Drinking water flows once again after being cut off from 60 percent of Erbil

Photo: Archive
Photo: Archive

ERBIL (Kurdistan 24) – Drinking water is again available in Erbil neighborhoods after three days due to heavy rainfall in the Haji Omeran area, the province’s water directorate said Saturday. 

Sixty percent of Erbil’s drinking water was too murky to process after heavy rain in Haji Omeran over the past three days, the Directorate of Water and Sewage said in a statement. 

Engineers were able to reopen the pipes in sections and allow the water to flow again after the weather calmed, it said.

Erbil depends on groundwater for 65 percent of its drinking water, and gets the other 35 percent from springs and running rivers. 

The directorate on Wednesday had announced the suspension of the water sanitation project, leading to the interruption of drinking water from residential neighborhoods in the city center. 

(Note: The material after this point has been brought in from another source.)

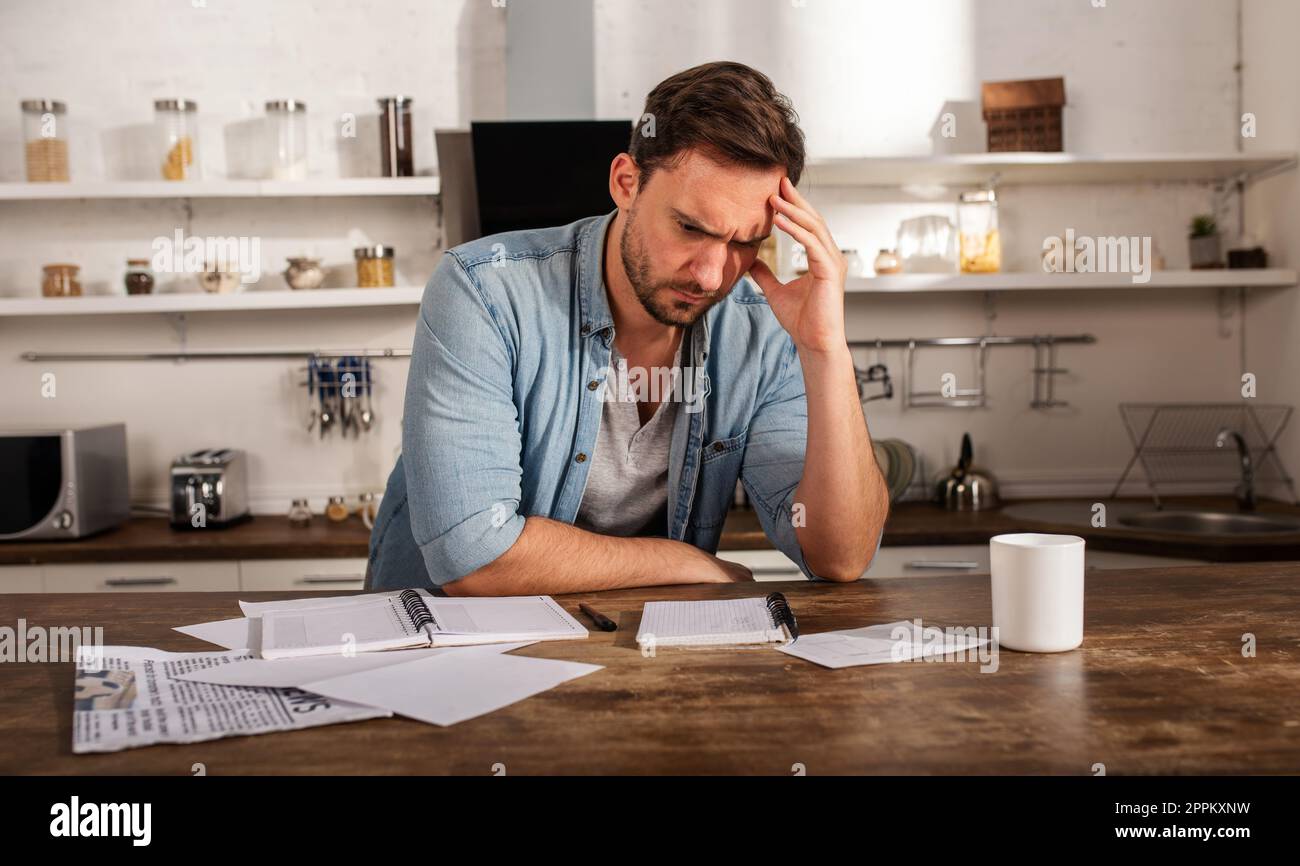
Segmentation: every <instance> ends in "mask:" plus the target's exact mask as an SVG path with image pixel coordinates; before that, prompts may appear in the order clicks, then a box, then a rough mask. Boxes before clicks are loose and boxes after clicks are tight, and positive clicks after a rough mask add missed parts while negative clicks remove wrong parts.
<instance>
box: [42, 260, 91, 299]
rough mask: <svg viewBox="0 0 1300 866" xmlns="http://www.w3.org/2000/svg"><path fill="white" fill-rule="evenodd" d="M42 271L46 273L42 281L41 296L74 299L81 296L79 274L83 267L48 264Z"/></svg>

Iraq in general, and the Kurdistan Region in particular, are under pressure to provide clean drinking water due to low rainfall and issues with neighboring countries. 

Previously, the Water Resources Committee in the Kurdistan Regional Parliament called on the federal government to compensate farmers in a bid to ease the damage caused by the lack of rain and dam projects of upstream countries like Iran and Turkey.

About 70 percent of Iraqi water resources flow from neighboring countries, and the Tigris and Euphrates rivers, whose sources are in Turkey, are of particular importance.